I don't like to speak for others, but I think Iayork and Crystalline are referring to the use of CIs in a way that many are not familiar.
Confidence intervals are used in many different ways. Simply put, confidence intervals define the range that represents our confidence that the value of a metric is true; We are confident that X is between Y and Z. For example, let's say we are interested in knowing what the career OBP is for any MLB player, we can measure career OBP for a large sample of MLB players and use the distribution of career OBPs to construct confidence intervals for the mean. 95% confidence intervals reflect the range of OBP where we are 95% confident that the mean OBP is between ___ and ___. Confidence intervals here reflect the mean for the population of MLB players. If, in a small sample size, a given player is outside this range, and if the metric is distributed normally across the population, it is more likely the player will have future sample sizes within this range/closer to the mean. This is known as regression to the mean.

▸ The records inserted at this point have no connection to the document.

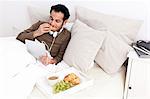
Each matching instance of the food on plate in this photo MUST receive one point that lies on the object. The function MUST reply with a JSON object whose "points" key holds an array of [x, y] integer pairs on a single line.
{"points": [[52, 78], [72, 78], [61, 86], [69, 81]]}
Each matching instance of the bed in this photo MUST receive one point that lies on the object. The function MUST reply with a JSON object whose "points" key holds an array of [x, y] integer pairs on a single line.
{"points": [[101, 62]]}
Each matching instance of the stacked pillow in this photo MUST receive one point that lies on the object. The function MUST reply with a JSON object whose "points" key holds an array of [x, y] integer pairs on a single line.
{"points": [[97, 37], [83, 46], [113, 35]]}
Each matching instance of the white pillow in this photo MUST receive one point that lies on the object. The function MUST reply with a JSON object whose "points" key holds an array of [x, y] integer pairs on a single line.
{"points": [[42, 13], [14, 56], [124, 28], [83, 46], [112, 54]]}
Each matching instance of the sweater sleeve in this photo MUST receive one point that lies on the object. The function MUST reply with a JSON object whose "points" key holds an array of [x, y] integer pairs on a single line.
{"points": [[28, 33]]}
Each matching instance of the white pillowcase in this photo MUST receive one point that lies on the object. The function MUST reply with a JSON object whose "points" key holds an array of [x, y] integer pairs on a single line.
{"points": [[112, 54], [14, 56], [124, 28], [37, 13], [83, 46]]}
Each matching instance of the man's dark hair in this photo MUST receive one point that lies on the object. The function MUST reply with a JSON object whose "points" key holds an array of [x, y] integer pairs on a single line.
{"points": [[61, 8]]}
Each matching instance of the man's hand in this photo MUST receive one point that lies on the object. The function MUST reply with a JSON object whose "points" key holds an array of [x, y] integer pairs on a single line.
{"points": [[43, 28], [47, 60]]}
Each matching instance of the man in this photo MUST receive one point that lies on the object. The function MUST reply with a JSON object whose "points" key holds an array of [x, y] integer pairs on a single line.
{"points": [[59, 15]]}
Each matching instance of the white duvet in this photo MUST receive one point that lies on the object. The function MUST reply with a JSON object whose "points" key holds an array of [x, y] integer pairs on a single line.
{"points": [[21, 71]]}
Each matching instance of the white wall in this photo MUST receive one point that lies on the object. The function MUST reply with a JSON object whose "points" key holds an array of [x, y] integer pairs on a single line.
{"points": [[13, 13]]}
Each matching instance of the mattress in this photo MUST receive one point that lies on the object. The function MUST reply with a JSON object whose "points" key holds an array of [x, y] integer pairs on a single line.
{"points": [[105, 86]]}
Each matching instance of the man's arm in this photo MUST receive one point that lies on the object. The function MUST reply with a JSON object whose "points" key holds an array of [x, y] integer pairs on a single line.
{"points": [[29, 33], [60, 55]]}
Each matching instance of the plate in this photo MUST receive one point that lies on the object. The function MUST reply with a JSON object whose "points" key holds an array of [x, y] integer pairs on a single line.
{"points": [[85, 81]]}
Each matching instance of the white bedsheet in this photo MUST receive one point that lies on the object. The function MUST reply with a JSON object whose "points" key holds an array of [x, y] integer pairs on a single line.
{"points": [[105, 87]]}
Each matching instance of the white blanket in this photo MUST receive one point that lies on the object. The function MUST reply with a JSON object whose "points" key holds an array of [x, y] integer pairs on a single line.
{"points": [[20, 70]]}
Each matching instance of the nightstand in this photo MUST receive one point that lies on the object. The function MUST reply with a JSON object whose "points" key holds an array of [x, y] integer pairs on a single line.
{"points": [[136, 77]]}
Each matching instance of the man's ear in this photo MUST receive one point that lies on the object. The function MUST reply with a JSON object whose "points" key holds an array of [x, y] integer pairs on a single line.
{"points": [[65, 22]]}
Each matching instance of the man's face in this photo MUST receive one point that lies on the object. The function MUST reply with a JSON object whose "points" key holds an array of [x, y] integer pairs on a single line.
{"points": [[56, 20]]}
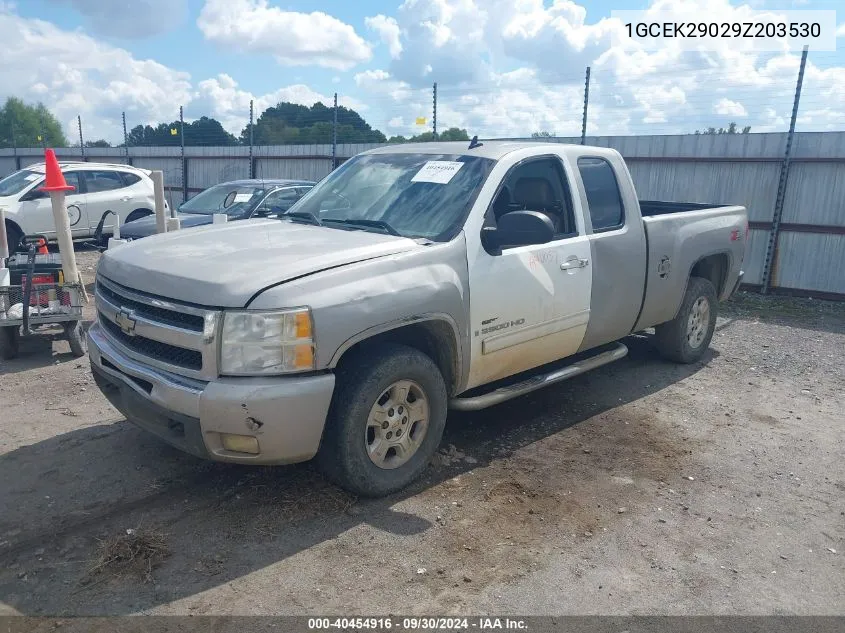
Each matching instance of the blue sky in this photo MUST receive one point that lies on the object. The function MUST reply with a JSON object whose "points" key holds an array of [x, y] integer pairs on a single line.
{"points": [[504, 67]]}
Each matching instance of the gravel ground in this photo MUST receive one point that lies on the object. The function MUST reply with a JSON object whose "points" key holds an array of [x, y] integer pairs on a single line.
{"points": [[640, 488]]}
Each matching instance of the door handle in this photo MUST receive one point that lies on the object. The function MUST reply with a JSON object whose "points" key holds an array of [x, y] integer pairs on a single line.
{"points": [[574, 262]]}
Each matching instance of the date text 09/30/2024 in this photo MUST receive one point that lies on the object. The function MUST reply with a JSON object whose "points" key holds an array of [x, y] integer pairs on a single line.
{"points": [[420, 623]]}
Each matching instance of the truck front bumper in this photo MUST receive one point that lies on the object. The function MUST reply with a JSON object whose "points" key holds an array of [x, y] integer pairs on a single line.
{"points": [[285, 414]]}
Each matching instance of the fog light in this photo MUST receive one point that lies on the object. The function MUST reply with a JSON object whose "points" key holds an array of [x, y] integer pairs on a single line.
{"points": [[240, 443]]}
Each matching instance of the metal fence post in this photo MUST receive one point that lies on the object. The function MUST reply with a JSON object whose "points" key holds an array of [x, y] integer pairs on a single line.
{"points": [[14, 141], [772, 247], [126, 140], [434, 112], [586, 103], [81, 143], [334, 134], [184, 160], [251, 157]]}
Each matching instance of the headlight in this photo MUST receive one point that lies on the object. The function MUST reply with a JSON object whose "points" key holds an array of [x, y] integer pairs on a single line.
{"points": [[259, 343]]}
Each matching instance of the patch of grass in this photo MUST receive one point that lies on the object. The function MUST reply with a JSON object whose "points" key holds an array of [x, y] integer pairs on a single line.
{"points": [[763, 306], [136, 552]]}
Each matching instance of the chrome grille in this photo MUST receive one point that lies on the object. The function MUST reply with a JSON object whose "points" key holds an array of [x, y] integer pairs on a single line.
{"points": [[173, 336]]}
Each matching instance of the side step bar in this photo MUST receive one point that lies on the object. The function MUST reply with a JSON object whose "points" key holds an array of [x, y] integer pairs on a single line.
{"points": [[538, 382]]}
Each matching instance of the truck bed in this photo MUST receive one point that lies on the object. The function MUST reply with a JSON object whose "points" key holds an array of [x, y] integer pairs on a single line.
{"points": [[677, 235], [659, 207]]}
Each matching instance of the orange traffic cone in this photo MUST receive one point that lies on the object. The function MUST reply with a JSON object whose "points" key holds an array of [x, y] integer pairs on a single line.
{"points": [[55, 180]]}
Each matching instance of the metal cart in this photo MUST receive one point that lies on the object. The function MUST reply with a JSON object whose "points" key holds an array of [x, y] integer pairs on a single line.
{"points": [[40, 299]]}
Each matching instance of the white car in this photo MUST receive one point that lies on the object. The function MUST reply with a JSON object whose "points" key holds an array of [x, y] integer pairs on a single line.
{"points": [[98, 187]]}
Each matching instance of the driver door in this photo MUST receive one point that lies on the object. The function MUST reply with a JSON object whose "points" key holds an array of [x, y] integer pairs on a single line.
{"points": [[38, 210], [530, 304]]}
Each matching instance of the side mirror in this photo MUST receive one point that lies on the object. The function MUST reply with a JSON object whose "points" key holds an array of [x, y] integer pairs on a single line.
{"points": [[520, 228]]}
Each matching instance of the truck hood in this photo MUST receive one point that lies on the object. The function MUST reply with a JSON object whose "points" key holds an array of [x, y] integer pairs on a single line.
{"points": [[224, 265]]}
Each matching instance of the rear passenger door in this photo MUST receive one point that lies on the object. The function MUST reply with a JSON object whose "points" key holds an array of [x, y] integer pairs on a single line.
{"points": [[106, 192], [617, 245], [529, 305]]}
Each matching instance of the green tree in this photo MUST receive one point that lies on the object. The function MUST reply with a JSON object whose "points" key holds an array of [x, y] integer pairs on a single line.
{"points": [[452, 134], [32, 126], [293, 123], [731, 129], [203, 131]]}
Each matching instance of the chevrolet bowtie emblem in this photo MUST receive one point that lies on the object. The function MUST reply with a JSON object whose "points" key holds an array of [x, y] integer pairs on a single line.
{"points": [[125, 320]]}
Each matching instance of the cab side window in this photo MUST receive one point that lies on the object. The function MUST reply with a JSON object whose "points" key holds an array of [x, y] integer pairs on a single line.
{"points": [[606, 210], [537, 185]]}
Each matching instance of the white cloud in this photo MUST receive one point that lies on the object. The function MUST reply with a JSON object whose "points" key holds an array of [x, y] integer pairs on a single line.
{"points": [[389, 31], [136, 19], [293, 38], [74, 74], [442, 39], [729, 108]]}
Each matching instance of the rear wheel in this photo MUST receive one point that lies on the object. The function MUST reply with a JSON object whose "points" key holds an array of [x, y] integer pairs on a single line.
{"points": [[9, 342], [76, 337], [685, 338], [386, 420]]}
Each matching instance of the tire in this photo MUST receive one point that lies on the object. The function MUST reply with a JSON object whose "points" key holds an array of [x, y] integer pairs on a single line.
{"points": [[76, 337], [349, 437], [9, 342], [13, 237], [137, 214], [685, 338]]}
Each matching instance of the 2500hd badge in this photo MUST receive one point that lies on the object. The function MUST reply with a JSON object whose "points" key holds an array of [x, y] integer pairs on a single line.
{"points": [[501, 326]]}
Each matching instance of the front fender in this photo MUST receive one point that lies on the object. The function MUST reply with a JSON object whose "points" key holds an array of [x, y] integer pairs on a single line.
{"points": [[354, 302]]}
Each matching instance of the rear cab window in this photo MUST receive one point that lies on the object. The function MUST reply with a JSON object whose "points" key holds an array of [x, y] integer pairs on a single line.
{"points": [[98, 181], [603, 196]]}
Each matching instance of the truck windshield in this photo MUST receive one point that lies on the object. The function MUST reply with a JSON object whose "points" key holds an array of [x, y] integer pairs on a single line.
{"points": [[225, 198], [413, 195], [17, 182]]}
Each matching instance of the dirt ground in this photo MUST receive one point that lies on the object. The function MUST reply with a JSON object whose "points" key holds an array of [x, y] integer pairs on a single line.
{"points": [[640, 488]]}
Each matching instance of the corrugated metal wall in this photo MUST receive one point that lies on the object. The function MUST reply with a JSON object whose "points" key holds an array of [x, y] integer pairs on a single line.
{"points": [[736, 169]]}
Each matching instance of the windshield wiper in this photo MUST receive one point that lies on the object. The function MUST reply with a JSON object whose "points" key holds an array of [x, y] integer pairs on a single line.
{"points": [[309, 217], [376, 224]]}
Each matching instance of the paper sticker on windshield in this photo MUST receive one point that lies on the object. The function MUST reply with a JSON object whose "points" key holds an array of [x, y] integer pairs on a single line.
{"points": [[439, 171]]}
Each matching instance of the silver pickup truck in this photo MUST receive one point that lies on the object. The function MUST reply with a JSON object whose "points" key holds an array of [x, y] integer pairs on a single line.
{"points": [[411, 280]]}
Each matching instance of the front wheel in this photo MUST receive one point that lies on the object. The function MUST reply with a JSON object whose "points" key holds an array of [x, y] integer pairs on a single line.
{"points": [[685, 338], [385, 422]]}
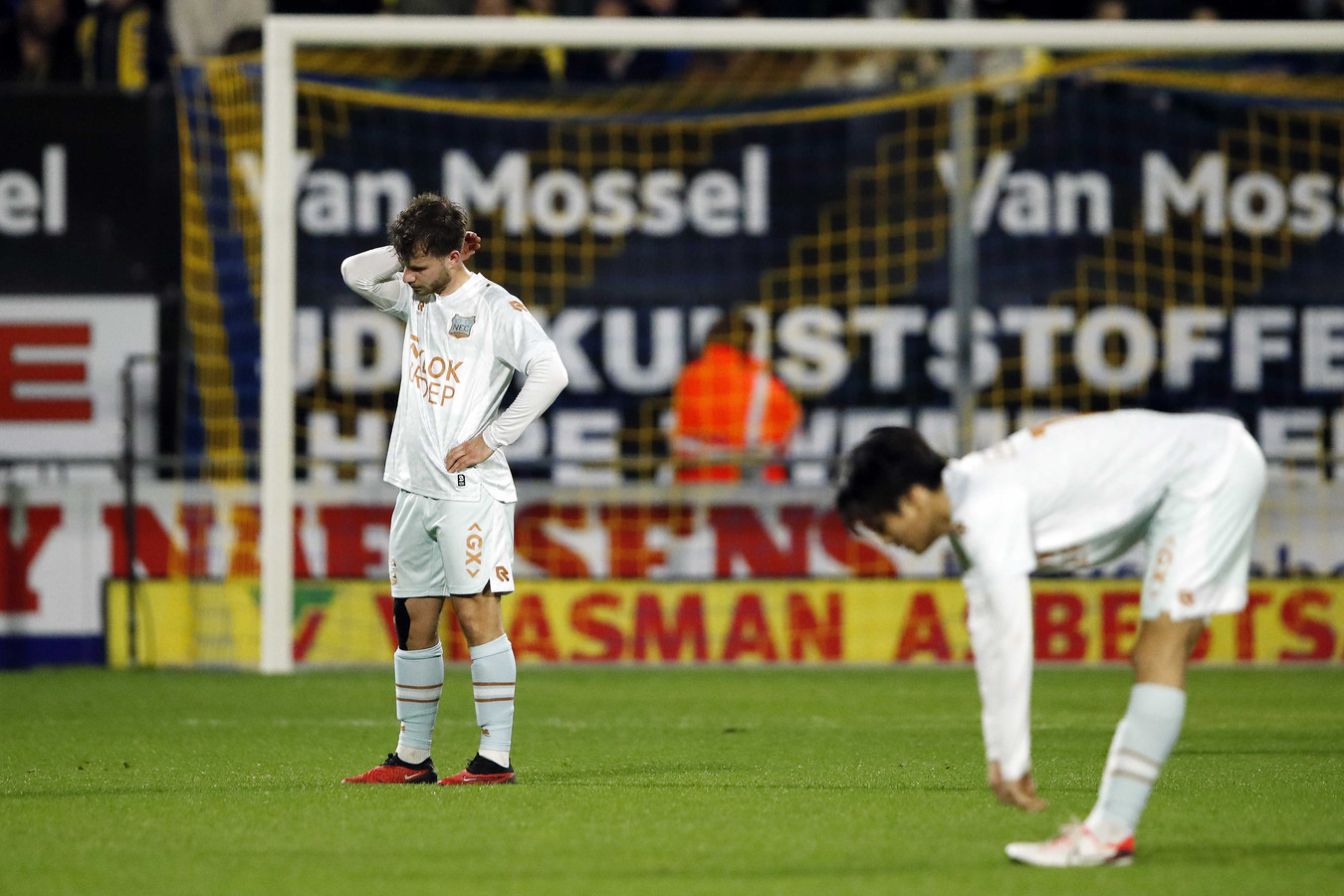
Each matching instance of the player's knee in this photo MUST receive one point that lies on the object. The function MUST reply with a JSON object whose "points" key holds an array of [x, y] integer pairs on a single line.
{"points": [[402, 619]]}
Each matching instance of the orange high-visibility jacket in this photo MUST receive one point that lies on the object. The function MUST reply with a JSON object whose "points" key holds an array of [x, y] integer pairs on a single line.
{"points": [[728, 400]]}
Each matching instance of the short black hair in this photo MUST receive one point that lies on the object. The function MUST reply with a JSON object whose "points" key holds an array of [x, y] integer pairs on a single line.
{"points": [[429, 226], [880, 470]]}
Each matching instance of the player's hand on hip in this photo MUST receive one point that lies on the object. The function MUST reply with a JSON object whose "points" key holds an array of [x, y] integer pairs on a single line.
{"points": [[467, 454], [1020, 792], [471, 243]]}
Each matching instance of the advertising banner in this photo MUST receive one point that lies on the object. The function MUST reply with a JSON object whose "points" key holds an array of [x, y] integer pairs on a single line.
{"points": [[764, 622], [61, 364], [89, 191], [65, 542], [1149, 245]]}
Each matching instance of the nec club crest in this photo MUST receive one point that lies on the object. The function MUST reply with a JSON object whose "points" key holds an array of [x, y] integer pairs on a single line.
{"points": [[461, 327]]}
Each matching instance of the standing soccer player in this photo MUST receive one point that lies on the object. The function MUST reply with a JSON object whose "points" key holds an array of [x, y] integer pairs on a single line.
{"points": [[1072, 493], [452, 535]]}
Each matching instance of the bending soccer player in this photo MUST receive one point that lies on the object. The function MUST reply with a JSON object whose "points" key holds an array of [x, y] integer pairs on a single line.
{"points": [[452, 535], [1072, 493]]}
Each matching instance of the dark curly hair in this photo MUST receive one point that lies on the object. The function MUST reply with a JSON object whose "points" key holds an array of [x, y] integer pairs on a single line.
{"points": [[430, 226], [880, 470]]}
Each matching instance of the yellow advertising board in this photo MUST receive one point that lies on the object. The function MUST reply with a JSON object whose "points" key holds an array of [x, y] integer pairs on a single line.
{"points": [[805, 621]]}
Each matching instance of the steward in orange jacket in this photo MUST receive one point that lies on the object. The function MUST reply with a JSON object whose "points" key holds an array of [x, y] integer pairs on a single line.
{"points": [[729, 410]]}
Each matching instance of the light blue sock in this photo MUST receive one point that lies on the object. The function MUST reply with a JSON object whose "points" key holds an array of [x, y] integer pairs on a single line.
{"points": [[494, 676], [1143, 742], [419, 683]]}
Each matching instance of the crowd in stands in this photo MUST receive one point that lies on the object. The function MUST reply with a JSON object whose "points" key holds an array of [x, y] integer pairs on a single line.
{"points": [[129, 43]]}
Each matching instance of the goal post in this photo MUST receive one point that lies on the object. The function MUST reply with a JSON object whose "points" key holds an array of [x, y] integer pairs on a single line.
{"points": [[284, 37]]}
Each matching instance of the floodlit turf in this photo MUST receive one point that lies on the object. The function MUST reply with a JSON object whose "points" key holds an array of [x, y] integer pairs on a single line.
{"points": [[634, 781]]}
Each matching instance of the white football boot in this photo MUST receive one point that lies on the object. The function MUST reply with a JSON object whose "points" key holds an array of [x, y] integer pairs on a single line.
{"points": [[1074, 848]]}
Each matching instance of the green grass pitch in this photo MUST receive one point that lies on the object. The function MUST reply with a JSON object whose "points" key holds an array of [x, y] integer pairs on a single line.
{"points": [[648, 781]]}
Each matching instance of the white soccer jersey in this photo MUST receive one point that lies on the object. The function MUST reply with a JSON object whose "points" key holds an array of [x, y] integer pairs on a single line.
{"points": [[457, 360], [1078, 491], [1074, 492]]}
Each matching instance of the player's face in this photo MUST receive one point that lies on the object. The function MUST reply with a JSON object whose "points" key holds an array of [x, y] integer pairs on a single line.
{"points": [[427, 276], [911, 526]]}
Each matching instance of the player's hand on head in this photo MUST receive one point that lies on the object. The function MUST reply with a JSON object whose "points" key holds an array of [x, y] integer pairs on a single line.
{"points": [[471, 243], [1020, 792], [467, 454]]}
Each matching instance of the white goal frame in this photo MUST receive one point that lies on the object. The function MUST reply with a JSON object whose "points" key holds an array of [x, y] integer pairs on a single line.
{"points": [[283, 35]]}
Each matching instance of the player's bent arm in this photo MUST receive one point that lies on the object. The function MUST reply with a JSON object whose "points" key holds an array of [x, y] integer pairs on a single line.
{"points": [[375, 276], [999, 618], [546, 379]]}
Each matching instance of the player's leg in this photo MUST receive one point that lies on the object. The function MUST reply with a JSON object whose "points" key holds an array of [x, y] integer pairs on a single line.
{"points": [[1152, 723], [417, 569], [1199, 557], [418, 665], [486, 553]]}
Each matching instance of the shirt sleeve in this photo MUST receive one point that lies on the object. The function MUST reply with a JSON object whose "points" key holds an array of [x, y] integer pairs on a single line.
{"points": [[518, 336], [546, 379], [1001, 623], [376, 276]]}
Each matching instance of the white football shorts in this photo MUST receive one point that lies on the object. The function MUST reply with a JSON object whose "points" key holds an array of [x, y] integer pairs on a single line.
{"points": [[1199, 542], [450, 547]]}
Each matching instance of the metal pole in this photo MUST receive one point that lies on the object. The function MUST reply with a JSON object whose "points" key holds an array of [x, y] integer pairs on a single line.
{"points": [[127, 500], [127, 496], [963, 247]]}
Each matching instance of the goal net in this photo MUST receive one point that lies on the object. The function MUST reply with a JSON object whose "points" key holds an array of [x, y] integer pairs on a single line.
{"points": [[1156, 215]]}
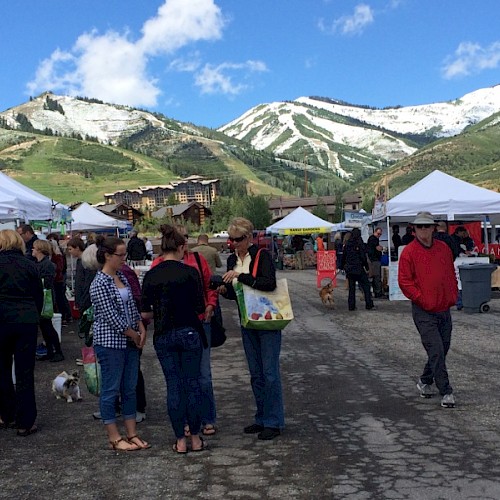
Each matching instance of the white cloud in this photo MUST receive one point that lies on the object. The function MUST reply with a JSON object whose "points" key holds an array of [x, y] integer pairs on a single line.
{"points": [[355, 24], [114, 67], [218, 80], [471, 58]]}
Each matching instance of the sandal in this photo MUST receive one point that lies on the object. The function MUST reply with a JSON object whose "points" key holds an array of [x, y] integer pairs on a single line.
{"points": [[209, 430], [27, 432], [203, 447], [115, 445], [143, 445], [174, 447]]}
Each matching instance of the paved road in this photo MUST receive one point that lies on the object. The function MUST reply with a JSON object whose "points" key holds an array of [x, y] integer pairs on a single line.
{"points": [[356, 428]]}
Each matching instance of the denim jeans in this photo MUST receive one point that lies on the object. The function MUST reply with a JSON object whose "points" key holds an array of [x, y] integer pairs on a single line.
{"points": [[119, 371], [208, 411], [179, 352], [435, 333], [18, 405], [262, 350]]}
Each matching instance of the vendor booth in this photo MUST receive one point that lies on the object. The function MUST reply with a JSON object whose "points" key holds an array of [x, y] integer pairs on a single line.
{"points": [[302, 222], [87, 218], [446, 198], [21, 204]]}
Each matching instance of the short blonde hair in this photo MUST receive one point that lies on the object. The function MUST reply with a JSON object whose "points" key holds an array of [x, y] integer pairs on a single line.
{"points": [[43, 246], [11, 240], [240, 226]]}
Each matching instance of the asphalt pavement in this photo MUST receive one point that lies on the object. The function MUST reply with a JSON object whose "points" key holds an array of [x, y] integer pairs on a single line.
{"points": [[356, 427]]}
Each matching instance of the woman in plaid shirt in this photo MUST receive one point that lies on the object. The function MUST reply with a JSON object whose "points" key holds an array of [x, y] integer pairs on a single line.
{"points": [[118, 335]]}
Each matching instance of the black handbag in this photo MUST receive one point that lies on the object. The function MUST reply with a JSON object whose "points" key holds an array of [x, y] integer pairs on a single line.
{"points": [[218, 333]]}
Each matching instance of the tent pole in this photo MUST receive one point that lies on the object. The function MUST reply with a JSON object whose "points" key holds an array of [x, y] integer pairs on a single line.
{"points": [[485, 224]]}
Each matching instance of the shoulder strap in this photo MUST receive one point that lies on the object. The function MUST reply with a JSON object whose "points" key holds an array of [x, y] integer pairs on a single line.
{"points": [[198, 262], [256, 263]]}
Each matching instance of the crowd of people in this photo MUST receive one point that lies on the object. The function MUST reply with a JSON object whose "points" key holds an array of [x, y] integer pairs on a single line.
{"points": [[178, 293]]}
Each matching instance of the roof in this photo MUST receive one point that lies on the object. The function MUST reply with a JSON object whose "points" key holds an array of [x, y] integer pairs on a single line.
{"points": [[312, 201]]}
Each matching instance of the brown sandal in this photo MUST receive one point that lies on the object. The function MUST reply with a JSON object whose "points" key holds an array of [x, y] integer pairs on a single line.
{"points": [[209, 430], [143, 445], [115, 445]]}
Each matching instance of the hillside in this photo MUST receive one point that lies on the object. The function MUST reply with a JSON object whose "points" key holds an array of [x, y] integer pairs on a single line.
{"points": [[357, 141], [473, 156]]}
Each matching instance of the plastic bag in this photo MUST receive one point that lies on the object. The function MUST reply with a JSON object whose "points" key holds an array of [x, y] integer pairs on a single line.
{"points": [[91, 371]]}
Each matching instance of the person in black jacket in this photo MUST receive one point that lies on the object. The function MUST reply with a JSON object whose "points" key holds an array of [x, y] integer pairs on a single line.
{"points": [[47, 270], [262, 348], [355, 265], [29, 237], [21, 300], [136, 248]]}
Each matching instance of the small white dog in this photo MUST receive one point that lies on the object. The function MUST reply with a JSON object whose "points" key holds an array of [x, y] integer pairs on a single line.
{"points": [[67, 386]]}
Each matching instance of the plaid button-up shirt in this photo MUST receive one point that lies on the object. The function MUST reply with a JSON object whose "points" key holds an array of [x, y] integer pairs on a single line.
{"points": [[110, 318]]}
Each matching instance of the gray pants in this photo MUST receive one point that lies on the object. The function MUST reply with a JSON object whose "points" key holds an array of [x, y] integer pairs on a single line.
{"points": [[435, 332]]}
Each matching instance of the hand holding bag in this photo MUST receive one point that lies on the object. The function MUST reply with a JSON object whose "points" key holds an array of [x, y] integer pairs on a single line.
{"points": [[264, 310], [48, 305]]}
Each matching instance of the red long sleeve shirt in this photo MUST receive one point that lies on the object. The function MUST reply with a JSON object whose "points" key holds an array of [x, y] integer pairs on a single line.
{"points": [[427, 275]]}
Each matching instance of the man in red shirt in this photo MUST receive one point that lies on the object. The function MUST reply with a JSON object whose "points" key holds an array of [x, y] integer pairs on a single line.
{"points": [[427, 278]]}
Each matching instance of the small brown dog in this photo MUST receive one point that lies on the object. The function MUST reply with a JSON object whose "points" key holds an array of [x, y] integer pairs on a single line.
{"points": [[326, 294]]}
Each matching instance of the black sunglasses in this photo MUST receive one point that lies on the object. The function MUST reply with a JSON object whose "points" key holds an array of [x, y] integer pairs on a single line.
{"points": [[239, 239]]}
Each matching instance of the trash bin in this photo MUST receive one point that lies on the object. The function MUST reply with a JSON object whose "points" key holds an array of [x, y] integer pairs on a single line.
{"points": [[476, 286]]}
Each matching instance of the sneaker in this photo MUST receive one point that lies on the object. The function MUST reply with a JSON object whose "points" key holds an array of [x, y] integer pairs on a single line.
{"points": [[448, 401], [425, 389], [253, 429], [58, 356], [269, 433]]}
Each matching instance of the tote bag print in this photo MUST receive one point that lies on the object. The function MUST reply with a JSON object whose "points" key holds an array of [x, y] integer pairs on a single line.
{"points": [[264, 310]]}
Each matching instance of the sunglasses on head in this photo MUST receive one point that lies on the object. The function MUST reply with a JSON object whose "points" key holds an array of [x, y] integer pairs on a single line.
{"points": [[237, 240]]}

You can also construct confidence intervals for an individual player. For example, if we want to know whether an individual player is likely to have a given OBP in a season, we can use the distribution of season OBPs to construct confidence intervals for the given player. Here, 95% confidence intervals reflects the range of OBP where we are 95% confident that any OBP over a full season for the given player will fall in that range. In other words, confidence intervals here reflect the individual MLB player. Here, it is important to know whether the sample size used to calculate OBP is reliable, unreliable sample sizes reduce our ability to interpret these confidence intervals. To answer such a question, one can (and has) performed reliability analyses to determine the minimum number of plate appearances which can be used to calculate the metric.
What Iayork and Crystalline are referring to is constructing confidence intervals for the metric itself. WAR is not a measured metric like OBP. With OBP, you count the number of plate appearances and number of non-outs and take the ratio. With WAR, you are using a regression model (presumably, or some kind of modelling procedure if not regression) to infer the relationship between events on the field and runs, and runs and wins. All models contain some degree of error, and you can use this error to construct confidence intervals for the statistic itself. Here, 95% confidence intervals means that for a given WAR we are 95% confident that the true number of wins is between ___ and ___. In other words, confidence intervals here reflect the likelihood that the metric means what we think it means. If this range is really big (e.g. a full win), then our ability to interpret what the metric means is limited. As an aside, this sounds like Eric Van's biggest problem; he assumed that his regression models were perfect, instead of accounting for the error present in his models.
There are different methods for constructing confidence intervals, depending on whether you want to use them to measure a population (e.g. using standard deviations on normally distributed data), for an individual (e.g. using resampling approaches), or for a metric derived from a model (e.g. via regression). These methods are not always to specific to a type of question (e.g. resampling can be used to assess an individual or a population).
Savin Hillbilly said:
I just went to the
Wikipedia page for "Confidence interval." Then I went to the
Talk page for "Confidence interval." All I can say after that little adventure is that if the bolded is true, there sure are a lot of stupid people in the world, apparently including some statisticians.
Can you recommend an internet source that explains this concept for non-statisticians in language that is both reasonably comprehensible and technically accurate? 'Cause it sure ain't Wikipedia. I feel like I have a rough intuitive understanding of it, but that feeling could be wildly wrong, and if we're going to start using CI's around here routinely I'd like to know what the hell they mean.
I've given an introductory workshop class on working with distributions. However, it is really big. If you want me to send it to you just PM me.
EDIT: It is important to separate the two primary issues of whether WAR/UZR are reliable, and whether they are valid. These questions are not mutually dependent upon one another. You can have a reliable metric that is invalid and vice versa.